In the wake of the deaths, the FDA launched an investigation to pinpoint the source of contamination, which it traced to Changzhou SPL Company, Ltd., based in China that supplied Wisconsin-based Scientific Protein Laboratories, LLC, (SPL) with the heparin it sold to companies such as Baxter International, Inc., in Deerfield, Ill., for that company to use in its blood-thinner products.

The incident added to fear about the safety of products made in China first raised last year when the industrial poison melamine was found in pet food that sickened and killed hundreds of U.S. cats and dogs. Melamine was also later found in dairy products, including baby formula made in China, blamed for sickening thousands of infants and killing four.

The heparin contamination was particularly disturbing, because the contaminated blood thinners passed through several layers of supposed screening. When the tainted drugs were discovered, Baxter, the supplier of 50 percent of heparin in the U.S. market, recalled nearly all of its doses (purchased from SPL).

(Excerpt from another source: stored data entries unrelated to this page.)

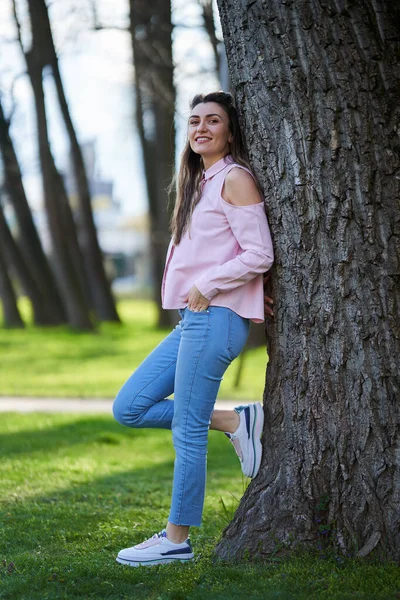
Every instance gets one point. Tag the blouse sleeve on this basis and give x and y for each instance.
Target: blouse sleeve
(250, 227)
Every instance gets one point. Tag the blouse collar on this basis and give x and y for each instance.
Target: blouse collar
(218, 166)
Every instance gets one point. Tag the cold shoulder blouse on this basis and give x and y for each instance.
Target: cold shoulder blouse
(224, 253)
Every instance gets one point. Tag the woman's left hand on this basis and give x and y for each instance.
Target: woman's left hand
(196, 301)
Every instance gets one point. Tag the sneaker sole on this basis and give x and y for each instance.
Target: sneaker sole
(257, 426)
(150, 563)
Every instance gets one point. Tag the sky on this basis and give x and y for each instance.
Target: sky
(97, 72)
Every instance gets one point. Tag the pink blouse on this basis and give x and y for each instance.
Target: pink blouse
(224, 252)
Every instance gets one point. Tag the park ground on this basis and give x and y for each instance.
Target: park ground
(76, 488)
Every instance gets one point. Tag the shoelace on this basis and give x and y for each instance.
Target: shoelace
(161, 534)
(236, 444)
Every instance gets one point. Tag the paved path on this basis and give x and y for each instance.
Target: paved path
(76, 405)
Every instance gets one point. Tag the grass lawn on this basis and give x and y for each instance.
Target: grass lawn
(58, 362)
(76, 489)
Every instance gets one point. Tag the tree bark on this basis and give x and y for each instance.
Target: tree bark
(13, 257)
(50, 309)
(99, 286)
(209, 25)
(151, 34)
(11, 316)
(67, 255)
(316, 84)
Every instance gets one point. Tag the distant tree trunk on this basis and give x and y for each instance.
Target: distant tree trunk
(11, 316)
(67, 255)
(151, 33)
(13, 257)
(317, 87)
(99, 286)
(51, 306)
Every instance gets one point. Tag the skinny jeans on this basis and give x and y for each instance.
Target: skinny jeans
(190, 363)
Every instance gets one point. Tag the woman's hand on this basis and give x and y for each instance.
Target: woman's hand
(268, 302)
(196, 301)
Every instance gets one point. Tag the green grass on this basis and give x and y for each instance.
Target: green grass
(59, 362)
(76, 489)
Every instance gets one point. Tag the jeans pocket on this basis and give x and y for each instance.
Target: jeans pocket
(238, 332)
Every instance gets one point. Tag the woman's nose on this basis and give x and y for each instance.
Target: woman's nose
(201, 127)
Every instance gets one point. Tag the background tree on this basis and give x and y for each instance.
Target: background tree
(99, 286)
(11, 314)
(66, 252)
(151, 35)
(316, 84)
(34, 272)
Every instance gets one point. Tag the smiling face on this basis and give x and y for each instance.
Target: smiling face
(209, 133)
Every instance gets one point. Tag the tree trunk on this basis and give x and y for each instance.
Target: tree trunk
(13, 256)
(63, 234)
(11, 316)
(207, 8)
(317, 87)
(67, 255)
(99, 286)
(151, 34)
(51, 306)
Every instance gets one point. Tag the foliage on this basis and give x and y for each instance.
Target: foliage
(60, 362)
(75, 489)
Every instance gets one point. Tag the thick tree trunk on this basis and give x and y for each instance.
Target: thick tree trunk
(151, 33)
(207, 7)
(11, 316)
(99, 286)
(317, 87)
(50, 305)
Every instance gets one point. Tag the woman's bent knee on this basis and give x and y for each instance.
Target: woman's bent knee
(124, 410)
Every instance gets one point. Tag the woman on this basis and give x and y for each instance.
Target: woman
(219, 250)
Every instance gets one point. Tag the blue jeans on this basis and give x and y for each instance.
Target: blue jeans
(189, 362)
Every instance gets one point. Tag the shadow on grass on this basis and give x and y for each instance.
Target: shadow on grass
(63, 543)
(74, 431)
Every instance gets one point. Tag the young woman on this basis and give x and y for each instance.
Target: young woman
(220, 248)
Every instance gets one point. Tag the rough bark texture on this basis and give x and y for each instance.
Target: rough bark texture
(49, 306)
(316, 83)
(151, 34)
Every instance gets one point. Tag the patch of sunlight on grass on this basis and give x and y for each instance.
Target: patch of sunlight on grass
(59, 362)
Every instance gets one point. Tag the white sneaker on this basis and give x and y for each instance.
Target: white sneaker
(246, 439)
(157, 550)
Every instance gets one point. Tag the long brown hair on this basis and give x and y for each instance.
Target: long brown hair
(187, 183)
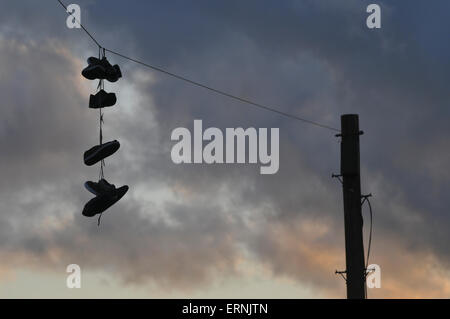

The FDA, which had since December been investigating complaints related to heparin products, tapped the expertise of several groups of scientists to find the nature and the source of the contamination by March and has since been working to tighten its screening of heparin imports from China, which supplies 70 percent of the heparin used in blood thinners worldwide. (The European Union, the U.S., Canada and Brazil supply nearly all of the rest.) The agency's investigation and efforts to find more effective ways of detecting contaminants is ongoing.

In an effort to prevent future scares, scientists are trying to develop a safer, more effective synthetic form of heparin that could be made in U.S. labs, thereby negating the need for purchasing possibly contaminated ingredients from China or other countries lacking stiff safety regs. Robert Linhardt, a professor of biology, chemistry and chemical engineering at Rensselaer Polytechnic Institute in Troy, N.Y., in February received a phone call that validated his five-year quest to develop heparin in the lab. Linhardt says he listened intently as a Baxter researcher told him about a report of severe allergic reactions to heparin-based blood thinners in dialysis patients, including children. "I was then asked if I was available to help with discovering the cause of this contamination," he says. "I responded affirmatively and then asked if it were not simply a bacterial contamination in the [heparin] vial-filling process. When I was assured that this was one of the first things tested for and ruled out, I realized that this would be a very interesting investigation, and I was hooked."

The crisis begins

The Missouri Department of Health and Senior Services first notified the U.S. Centers for Disease Control and Prevention (CDC) of a potential heparin problem in early January. Alexis Elward, an internist specializing in infectious disease at Saint Louis Children's Hospital, had alerted the department that some of her pediatric dialysis patients had suffered serious allergic reactions (including angioedema, shortness of breath, nausea, vomiting, diarrhea and abdominal pain) and, in some cases, dangerously low blood pressure after they took heparin-based blood thinners (used to prevent clots when waste is being filtered from the blood of patients whose own kidneys are too damaged to perform the function).